Apex therapists provide services for the treatment of incontinence management, and obstetrical physical therapy services related to pain and soreness after pregnancy-related surgery.
Apex opened its Airway Heights office in 2007 and the Fairways Plaza location last year in response to growing demand, she says.
The Spokane clinic is the largest of the four, occupying 5,500 square feet, says Sanderson.
Apex has a total of 39 employees across all four sites with the largest number—18—working at the North Side location.
In 2015, Apex provided services to 28,000 clients, an increase from 23,500 tduring the previous year, Craig says.
“We’re certainly seeing a growth in request for service,” she says. “As the practice manager, what I hear from the therapists and patients is that they appreciate the fact each patient receives 45-minute, one-on-one treatments,” Craig says.
“Spending that amount of time gives therapists the opportunity to get to know the patients and their needs,” Craig says.
Sanderson became a physical therapist in 1993 after earning her undergraduate degree from EWU.
She’s been actively involved in the American Physical Therapy Association, as well as the Washington State Physical Therapy Association, serving on committees and holding an office position for the Washington State Physical Therapy Political Action Committee.

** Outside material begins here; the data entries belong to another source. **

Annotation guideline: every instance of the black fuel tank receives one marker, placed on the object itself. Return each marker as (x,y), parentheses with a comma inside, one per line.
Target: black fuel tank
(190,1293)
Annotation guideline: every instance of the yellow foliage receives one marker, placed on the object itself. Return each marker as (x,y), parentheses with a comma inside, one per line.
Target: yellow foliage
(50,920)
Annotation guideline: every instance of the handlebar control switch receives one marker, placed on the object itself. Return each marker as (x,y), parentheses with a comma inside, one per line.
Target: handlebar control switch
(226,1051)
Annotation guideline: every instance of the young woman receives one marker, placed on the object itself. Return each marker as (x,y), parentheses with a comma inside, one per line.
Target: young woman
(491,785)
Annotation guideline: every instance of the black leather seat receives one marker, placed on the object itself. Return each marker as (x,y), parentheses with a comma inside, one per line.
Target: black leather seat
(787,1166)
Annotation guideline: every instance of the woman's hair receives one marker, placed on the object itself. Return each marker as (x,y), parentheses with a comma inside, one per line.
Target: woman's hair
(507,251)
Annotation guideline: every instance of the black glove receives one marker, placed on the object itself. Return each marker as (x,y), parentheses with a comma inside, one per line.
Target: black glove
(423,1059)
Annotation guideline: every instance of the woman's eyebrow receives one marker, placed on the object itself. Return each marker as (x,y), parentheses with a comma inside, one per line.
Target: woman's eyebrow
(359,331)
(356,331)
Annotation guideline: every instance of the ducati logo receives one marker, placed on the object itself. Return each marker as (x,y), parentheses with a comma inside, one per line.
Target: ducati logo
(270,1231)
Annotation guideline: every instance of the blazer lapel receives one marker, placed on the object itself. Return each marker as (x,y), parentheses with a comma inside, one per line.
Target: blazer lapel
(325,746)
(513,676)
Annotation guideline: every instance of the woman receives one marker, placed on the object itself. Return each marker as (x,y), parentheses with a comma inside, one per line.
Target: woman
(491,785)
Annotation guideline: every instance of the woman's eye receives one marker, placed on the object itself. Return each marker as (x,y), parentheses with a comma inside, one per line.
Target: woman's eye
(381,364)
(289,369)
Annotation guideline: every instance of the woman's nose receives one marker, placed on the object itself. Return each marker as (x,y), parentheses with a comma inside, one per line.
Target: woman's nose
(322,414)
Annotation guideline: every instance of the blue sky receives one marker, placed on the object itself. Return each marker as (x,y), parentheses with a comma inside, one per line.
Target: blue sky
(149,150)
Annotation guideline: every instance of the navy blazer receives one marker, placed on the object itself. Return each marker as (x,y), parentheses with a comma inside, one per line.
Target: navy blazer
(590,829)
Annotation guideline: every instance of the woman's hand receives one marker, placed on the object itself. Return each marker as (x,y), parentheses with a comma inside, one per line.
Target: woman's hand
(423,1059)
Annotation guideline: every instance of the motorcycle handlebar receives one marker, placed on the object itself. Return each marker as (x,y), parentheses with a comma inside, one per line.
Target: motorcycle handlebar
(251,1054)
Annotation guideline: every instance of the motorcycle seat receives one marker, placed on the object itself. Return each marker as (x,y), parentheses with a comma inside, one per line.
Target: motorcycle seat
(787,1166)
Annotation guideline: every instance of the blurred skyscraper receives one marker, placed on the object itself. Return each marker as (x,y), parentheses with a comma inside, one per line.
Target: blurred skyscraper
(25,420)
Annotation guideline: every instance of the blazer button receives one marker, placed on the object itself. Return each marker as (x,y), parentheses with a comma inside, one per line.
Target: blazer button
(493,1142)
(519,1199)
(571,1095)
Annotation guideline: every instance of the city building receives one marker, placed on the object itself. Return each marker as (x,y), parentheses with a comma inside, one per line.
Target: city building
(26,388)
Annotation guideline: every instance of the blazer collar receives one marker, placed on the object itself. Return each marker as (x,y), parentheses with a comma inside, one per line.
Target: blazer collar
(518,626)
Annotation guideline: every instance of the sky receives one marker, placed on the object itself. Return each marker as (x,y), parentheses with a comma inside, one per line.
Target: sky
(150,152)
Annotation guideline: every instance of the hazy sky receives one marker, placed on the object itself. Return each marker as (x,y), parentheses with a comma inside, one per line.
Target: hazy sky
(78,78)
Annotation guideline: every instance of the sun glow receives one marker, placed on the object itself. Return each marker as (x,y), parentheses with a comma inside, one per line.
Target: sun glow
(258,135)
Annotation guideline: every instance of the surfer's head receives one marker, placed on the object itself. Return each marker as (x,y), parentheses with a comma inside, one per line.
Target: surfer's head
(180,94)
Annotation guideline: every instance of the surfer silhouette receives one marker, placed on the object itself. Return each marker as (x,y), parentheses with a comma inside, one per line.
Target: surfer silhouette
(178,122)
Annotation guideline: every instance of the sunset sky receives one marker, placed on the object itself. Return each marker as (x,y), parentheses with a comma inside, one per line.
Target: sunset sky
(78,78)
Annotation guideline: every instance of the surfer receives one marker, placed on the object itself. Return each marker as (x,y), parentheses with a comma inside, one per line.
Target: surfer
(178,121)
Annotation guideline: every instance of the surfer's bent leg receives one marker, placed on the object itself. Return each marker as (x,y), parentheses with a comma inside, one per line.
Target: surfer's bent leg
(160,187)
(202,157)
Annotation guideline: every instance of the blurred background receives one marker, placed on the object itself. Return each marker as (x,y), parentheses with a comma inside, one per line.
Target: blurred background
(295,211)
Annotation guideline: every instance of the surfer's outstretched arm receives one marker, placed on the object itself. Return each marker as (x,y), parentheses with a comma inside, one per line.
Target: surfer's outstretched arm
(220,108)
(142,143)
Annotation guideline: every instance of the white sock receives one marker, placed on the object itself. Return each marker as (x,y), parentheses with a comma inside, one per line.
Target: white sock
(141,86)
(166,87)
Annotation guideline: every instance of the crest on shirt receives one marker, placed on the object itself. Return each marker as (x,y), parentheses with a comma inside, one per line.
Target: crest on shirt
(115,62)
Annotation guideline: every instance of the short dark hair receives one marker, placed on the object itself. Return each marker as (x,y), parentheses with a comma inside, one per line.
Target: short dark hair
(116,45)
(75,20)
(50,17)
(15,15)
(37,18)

Sanderson is board certified in orthopedics and has developed a pelvic-floor program for men, women, and children, though the majority of her patients are women.
“I work with patients on strengthening their core. Core muscle strength is central to improving the condition of the pelvic floor,” she says.
Sanderson works 10 hours a day, Monday through Thursday. She estimates she sees on average from three to five women daily suffering from incontinence.
Pelvic floor exercises, such as Kegels—an exercise that involved the contracting and relaxing of the muscles that form the pelvic floors foundation—can reduce urinary stress incontinence many women experience after childbirth and reduce premature ejaculatory occurrences in men, Sanderson says.
Sanderson says the most effective form of treatment she can offer her patients is education about incontinence and showing them a series of pelvic floor exercises they can use at home.
“It really doesn’t take long to treat. Typically, what I see is that after at least four visits to the clinic over an eight-week span, a patient begins to experience an 80 percent to 100 percent improvement,” she says.